I’m a life-long sports fan, like many of you, and have been missing sports since they understandably disappeared in March. I don’t know where you are in your thinking, but I’m convinced that, while sports will return, we won’t be viewing games –in person or on television –in the same way. Like everything else, we will see permanent changes to the sporting events we’ve come to love and look forward to.

Through the years I’ve witnessed games I’ll never forget either for the game itself or what it signified, like Michigan-Ohio State at The Big House, or Michigan-Notre Dame at Notre Dame Stadium. I saw Mark “The Bird” Fidrych pitch at a packed Tiger Stadium; a capacity Joe Louis Arena crowd erupt when Slava Kozlov, hit the ice for the first time in Detroit; a sold out Pontiac Silverdome crowd come to its feet when Chuck Long made his debut with the always inept Detroit Lions on a Monday night game and his first play was a deep pass from his own end zone; and maybe most magically, the classic Pistons-Knicks overtime game that was played at JLA where Isiah Thomas and Bernard King played “Top This” before a raucous crowd.

My point?

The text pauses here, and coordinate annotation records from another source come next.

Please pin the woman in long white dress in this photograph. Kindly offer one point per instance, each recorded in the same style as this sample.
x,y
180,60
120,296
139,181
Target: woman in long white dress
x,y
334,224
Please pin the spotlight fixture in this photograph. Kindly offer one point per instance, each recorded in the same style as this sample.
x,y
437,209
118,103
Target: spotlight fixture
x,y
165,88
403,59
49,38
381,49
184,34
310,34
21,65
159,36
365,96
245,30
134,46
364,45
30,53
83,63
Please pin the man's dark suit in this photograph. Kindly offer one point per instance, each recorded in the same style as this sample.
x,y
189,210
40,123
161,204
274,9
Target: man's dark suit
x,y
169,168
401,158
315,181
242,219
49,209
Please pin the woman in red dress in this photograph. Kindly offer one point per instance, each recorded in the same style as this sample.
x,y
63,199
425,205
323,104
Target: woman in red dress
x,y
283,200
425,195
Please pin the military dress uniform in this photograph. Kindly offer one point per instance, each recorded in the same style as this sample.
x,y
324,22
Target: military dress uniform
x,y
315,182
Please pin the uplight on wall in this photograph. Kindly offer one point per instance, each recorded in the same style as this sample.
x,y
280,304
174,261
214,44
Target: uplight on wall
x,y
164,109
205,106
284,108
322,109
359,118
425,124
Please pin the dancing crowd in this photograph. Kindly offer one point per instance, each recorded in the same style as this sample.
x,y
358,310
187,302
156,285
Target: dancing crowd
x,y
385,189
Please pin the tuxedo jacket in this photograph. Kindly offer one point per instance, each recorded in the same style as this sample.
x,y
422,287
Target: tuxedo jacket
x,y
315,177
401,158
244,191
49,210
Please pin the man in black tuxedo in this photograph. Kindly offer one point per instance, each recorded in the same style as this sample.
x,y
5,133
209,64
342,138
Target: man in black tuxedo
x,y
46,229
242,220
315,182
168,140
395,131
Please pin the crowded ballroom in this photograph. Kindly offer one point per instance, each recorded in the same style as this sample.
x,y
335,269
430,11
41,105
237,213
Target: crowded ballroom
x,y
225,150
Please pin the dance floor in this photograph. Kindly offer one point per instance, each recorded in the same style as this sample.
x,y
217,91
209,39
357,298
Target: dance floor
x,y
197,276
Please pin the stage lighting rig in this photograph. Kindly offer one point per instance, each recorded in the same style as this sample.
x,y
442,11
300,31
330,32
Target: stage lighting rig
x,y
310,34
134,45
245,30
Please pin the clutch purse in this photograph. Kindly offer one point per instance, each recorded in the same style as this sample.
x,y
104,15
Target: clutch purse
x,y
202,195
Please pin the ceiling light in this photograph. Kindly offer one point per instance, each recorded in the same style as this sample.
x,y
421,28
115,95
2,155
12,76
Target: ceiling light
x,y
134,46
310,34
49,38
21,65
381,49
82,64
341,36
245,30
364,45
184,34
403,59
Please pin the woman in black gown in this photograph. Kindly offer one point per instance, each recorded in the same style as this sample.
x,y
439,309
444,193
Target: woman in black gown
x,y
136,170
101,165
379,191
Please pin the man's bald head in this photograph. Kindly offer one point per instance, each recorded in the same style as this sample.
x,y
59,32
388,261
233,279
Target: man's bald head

All these games were played in front of sellout crowds–probably more than any fire marshal would like to have seen, or at least admit happened. For the foreseeable future we won’t see sold out crowds at games, or at least full stadiums and arenas since theoretically if stadiums can have 25% capacity and all the tickets are sold it’s a sellout.

Sitting here in mid June, I’m least optimistic about baseball. The NBA and MLS have their plans in place for the restart of their season in Orlando, though we are seeing some push-back from NBA players. And the NHL is expected to announce its plans next week.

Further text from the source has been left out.